Principal Component Analysis

Here we explain how to compute axes, eigenvalues and predictor loadings from principal component analysis (PCA). We most commonly use PCA as part of Quality Control, either to detect outliers within the data, or to construct population covariates.

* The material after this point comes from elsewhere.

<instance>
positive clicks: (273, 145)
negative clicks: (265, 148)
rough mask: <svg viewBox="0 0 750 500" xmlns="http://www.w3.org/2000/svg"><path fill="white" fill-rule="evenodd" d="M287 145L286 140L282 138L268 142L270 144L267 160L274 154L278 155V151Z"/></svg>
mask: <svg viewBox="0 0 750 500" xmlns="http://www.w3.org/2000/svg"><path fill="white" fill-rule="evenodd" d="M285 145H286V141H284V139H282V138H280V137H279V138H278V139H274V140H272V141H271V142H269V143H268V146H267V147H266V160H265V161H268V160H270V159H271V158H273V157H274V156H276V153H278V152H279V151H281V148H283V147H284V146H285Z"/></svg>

Always read the screen output, which suggests arguments and estimates memory usage.
_ _ _ _ _ _ _ _ _ _ _ _ _ _ _ _ _ _ _ _ _ _ _ _ _ _ _ _ _ _ _ _ _ _ _ _ _ _ _ _ _ _ _ _ _ _

Perform principal component analysis:

The main argument is --pca <outfile>.

This requires the options

--grm <kinfile> - to provide a kinship matrix.

--axes <integer> - to specify the number of axes (usually 20 are sufficient).

This produces <outfile>.vectors and <outfile>.values, which contain the leading axes and the corresponding eigenvalues. The file <outfile>.vectors can be used as covariates for subsequent analyses (e.g., when performing REML, Haseman Elston or PCGC Regession), by adding the option  --covar <outfile>.vectors. However, in most cases, you will want to first modify this file (e.g., extract only a subset of axes, or add in other covariates, such as age and sex).
_ _ _ _ _ _ _ _ _ _ _ _ _ _ _ _ _ _ _ _ _ _ _ _ _ _ _ _ _ _ _ _ _ _ _ _ _ _ _ _ _ _ _ _ _ _

Calculate predictor loadings:

The main argument is --calc-pca-loads <outfile>.

This requires the options

--pcastem <pcastem> - to provide the stem of results from performing PCA (i.e., LDAK will expect to find the files <pcastem>.vectors and <pcastem>.values).

--grm <kinfile> - to provide the kinship matrix used when performing PCA.

--bfile/--gen/--sp/--speed <datastem> - to specify the genetic data files used to calculate the kinship matrix.

This produces the files <outfile>.load and <outfile>.proj, which contain the predictor loadings and the projections of the genetic data onto these loadings. To project a new dataset onto these axes, supply <outfile>.load as the score file when Calculating Scores.
_ _ _ _ _ _ _ _ _ _ _ _ _ _ _ _ _ _ _ _ _ _ _ _ _ _ _ _ _ _ _ _ _ _ _ _ _ _ _ _ _ _ _ _ _ _

Example:

Here we use the binary PLINK files human.bed, human.bim and human.fam from the Test Datasets and the kinship matrix with stem LDAK-Thin created in the example for Calculate Kinships.
_ _ _ _ _ _ _ _ _ _ _ _ _ _ _ _ _ _ _ _ _ _ _ _

To compute the top 20 principal component axes, we run

./ldak.out --pca LDAK-Thin --grm LDAK-Thin --axes 20

The top 20 axes are saved in LDAK-Thin.vector, with the corresponding eigenvalues in LDAK-Thin.values. Each axes can be written as a linear combination of predictor values. We can obtain the predictor loadings by running

./ldak.out --calc-pca-loads LDAK-Thin --pcastem LDAK-Thin --grm LDAK-Thin --bfile human

Here we provided the genetic data with stem human, as these were used to make the kinship matrix. The loadings are saved in LDAK-Thin.load.